Saldırılar emekçileri de hedef alıyor
Yalnızca öğrenciler değil, eğitim emekçileri de YÖK’ten nasibini alıyor. ÖYP'lileri 50d'ye geçiren KHK ile araştırma görevlilerinin iş güvencesi kaldırıldı. Binlerce kamu emekçisi haksız ihraçlarla işinden oluyor, yüzlercesine soruşturma açılıyor. ODTÜ’de yoldaşımız Mert Kükrer OHAL fırsatçısı rektörlük tarafından devlet memurluğundan çıkarılmak isteniyor, üç üniversite emekçisi için kınama cezası isteniyor. Bir sendika üyesine ise kademe ilerlemesi durdurma cezası verildi. Ancak ODTÜ emekçileri başlattıkları direniş nöbeti ile ne soruşturmalarla ne polis saldırılarıyla üniversitelerde mücadelenin dizginlenemeyeceğini kanıtlıyorlar. Emekçiler işi için, sendikal özgürlüğü için, demokratik hakları için direniyorlar. Öğrenciler de direniş alanını bir gün bile yalnız bırakmıyorlar, dayanışmayı büyütmek için alanda forum düzenliyorlar. Üniversitelerde YÖK’e karşı mücadelede ODTÜ yol gösteriyor! Öyleyse bu yolu takip edelim; üniversitelerde YÖK’e karşı tüm üniversite bileşenleri ile beraber omuz omuza mücadele edelim!

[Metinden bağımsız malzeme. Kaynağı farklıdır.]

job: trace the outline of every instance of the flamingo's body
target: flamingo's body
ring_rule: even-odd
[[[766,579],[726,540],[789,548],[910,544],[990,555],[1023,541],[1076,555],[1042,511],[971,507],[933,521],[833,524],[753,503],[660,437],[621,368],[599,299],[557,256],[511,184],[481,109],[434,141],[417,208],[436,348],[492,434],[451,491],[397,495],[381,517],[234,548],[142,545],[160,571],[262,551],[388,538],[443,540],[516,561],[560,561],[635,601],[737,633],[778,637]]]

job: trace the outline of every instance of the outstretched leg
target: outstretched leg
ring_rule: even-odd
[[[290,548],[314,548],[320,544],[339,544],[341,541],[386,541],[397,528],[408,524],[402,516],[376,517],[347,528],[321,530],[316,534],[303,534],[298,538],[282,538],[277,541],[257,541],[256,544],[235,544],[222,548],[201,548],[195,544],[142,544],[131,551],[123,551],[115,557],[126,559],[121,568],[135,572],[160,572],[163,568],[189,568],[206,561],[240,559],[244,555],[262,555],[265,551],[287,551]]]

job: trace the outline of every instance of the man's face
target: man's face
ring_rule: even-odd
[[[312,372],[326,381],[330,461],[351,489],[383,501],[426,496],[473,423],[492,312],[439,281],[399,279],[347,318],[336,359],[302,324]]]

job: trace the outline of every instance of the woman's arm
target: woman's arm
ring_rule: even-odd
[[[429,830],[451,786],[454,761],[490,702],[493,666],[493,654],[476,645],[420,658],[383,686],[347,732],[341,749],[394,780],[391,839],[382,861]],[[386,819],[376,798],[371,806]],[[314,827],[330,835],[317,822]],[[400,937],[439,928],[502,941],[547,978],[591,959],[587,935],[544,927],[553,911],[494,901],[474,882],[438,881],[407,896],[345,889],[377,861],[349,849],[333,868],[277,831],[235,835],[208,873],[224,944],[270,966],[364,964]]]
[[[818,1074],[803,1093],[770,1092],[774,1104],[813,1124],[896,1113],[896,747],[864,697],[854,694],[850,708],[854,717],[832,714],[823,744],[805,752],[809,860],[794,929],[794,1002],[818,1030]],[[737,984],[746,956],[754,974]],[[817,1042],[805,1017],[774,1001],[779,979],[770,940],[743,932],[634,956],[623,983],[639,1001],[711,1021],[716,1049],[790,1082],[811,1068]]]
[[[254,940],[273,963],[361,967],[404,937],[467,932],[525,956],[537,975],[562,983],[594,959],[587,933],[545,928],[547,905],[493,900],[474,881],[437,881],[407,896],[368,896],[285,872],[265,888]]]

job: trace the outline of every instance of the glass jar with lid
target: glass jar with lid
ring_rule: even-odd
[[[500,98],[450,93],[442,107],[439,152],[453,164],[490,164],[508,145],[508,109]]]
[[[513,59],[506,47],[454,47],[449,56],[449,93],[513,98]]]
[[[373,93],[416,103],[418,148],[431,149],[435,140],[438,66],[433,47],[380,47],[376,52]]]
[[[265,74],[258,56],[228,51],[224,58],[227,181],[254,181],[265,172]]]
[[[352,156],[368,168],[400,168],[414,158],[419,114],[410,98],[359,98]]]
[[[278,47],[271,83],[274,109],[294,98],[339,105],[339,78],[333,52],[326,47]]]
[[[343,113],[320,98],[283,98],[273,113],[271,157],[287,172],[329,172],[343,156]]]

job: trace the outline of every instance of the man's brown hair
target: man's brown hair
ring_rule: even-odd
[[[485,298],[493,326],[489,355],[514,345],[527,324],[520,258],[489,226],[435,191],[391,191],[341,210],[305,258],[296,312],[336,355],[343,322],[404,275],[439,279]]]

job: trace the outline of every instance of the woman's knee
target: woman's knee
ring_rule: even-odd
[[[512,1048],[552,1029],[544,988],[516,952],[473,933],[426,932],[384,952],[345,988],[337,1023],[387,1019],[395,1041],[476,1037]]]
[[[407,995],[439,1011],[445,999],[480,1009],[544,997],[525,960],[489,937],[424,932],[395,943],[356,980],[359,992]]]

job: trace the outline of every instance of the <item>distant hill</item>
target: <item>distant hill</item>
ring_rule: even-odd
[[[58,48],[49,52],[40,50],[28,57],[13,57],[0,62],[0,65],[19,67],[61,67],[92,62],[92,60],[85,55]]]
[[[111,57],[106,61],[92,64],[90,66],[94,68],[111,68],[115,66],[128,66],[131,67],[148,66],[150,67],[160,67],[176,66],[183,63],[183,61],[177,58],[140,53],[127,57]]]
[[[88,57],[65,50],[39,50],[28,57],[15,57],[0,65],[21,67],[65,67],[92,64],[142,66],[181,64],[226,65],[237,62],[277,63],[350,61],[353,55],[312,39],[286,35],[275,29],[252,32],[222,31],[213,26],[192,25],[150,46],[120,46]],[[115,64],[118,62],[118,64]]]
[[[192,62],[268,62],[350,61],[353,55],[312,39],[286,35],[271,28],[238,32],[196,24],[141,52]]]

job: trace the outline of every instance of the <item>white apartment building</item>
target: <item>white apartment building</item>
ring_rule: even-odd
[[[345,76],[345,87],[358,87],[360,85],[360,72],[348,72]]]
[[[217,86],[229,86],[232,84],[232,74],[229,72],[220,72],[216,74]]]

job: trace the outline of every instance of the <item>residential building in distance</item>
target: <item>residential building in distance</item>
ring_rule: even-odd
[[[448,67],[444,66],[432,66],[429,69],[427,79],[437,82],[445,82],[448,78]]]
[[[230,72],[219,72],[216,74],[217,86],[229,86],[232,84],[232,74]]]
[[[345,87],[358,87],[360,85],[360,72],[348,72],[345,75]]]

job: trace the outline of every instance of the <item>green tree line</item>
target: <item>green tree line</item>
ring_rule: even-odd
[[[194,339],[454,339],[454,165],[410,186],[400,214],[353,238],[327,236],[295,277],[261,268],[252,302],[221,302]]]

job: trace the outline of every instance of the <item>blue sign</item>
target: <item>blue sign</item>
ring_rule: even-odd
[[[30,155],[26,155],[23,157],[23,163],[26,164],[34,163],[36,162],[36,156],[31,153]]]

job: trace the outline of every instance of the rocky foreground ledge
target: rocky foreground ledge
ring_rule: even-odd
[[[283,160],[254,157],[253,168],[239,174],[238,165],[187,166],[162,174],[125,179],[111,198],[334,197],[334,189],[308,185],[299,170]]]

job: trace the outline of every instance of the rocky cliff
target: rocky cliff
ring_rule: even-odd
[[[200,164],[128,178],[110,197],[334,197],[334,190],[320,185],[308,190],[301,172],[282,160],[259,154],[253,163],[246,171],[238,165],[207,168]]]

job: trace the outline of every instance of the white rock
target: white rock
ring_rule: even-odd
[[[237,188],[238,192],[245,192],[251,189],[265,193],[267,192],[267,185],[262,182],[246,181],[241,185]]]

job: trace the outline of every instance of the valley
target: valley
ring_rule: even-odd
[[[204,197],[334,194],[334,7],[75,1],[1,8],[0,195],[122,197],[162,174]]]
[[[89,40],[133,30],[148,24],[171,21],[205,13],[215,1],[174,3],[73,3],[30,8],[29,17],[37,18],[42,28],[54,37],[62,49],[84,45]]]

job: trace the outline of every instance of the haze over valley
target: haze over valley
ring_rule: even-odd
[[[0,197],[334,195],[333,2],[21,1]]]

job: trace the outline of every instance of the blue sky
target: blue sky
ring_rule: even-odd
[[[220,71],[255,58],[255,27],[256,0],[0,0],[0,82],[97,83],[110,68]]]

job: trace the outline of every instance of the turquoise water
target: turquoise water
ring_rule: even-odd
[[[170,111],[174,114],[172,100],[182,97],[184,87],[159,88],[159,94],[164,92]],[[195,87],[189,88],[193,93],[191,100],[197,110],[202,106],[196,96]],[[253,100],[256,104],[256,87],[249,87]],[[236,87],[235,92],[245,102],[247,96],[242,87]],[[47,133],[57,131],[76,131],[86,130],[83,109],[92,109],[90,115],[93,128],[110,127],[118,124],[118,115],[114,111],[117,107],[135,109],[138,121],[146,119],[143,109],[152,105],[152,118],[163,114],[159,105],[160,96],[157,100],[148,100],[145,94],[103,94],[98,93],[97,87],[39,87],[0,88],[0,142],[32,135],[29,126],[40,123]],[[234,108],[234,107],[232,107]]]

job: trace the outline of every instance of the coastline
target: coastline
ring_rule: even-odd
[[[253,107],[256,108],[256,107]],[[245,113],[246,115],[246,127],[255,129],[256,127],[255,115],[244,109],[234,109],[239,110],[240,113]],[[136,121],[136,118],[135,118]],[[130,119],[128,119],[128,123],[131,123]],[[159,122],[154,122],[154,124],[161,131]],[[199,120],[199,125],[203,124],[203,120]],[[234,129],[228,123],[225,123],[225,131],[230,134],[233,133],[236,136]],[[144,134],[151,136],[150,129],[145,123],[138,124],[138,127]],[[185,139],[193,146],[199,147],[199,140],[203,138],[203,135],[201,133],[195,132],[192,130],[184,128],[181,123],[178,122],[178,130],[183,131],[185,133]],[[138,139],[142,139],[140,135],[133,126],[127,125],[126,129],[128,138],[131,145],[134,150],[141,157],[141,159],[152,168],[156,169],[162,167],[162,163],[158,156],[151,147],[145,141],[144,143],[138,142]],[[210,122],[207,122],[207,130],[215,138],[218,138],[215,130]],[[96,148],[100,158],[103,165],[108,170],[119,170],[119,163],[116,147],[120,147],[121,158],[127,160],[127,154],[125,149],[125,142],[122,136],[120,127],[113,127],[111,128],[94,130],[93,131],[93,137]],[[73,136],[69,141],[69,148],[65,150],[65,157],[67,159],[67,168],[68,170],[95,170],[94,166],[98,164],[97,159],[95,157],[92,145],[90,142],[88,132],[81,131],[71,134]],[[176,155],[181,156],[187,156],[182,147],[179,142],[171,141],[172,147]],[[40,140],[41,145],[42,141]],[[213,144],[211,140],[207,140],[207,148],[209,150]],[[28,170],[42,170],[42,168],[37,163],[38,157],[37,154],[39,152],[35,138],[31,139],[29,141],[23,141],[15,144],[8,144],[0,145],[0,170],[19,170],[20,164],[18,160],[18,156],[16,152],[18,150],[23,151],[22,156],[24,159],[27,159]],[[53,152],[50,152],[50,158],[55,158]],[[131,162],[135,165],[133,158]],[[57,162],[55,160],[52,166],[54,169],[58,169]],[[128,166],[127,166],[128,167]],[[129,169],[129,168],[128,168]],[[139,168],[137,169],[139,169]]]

Polis saldırılarıyla, gözaltılarla, faşist ve tekfirci çetelerle, soruşturmalarla, uzaklaştırmalarla kampüslerimizde kurulan ablukayı dağıtalım!
Şirketler için değil, patronların çıkarı için değil; halk için, işçi sınıfı için özgür bilim üretmek için mücadele edelim! Ar-Ge’lerle, kariyer kulüpleriyle ve sermayenin başka aygıtlarıyla üniversitelerin birer şirkete dönüştürülmesine izin vermeyelim! Özgür bilim için, akademik özgürlüğü ve iş güvencesini savunalım, üniversite emekçileriyle birlikte direnelim! YÖK’ün kaldırılması için mücadele edelim; ancak bununla da yetinmeyelim.
Tüm öğrencileri parasız, eşit, bilimsel ve anadilde eğitim için mücadele bayrağını açmaya çağırıyoruz! Toplum yararına bilim üretecek Özgür Emekçiler Üniversitesini kurmak için örgütlenmeye çağırıyoruz!
Bu yazı Gerçek Gazetesi'nin Kasım 2016 tarihli 85. sayısında yayınlanmıştır.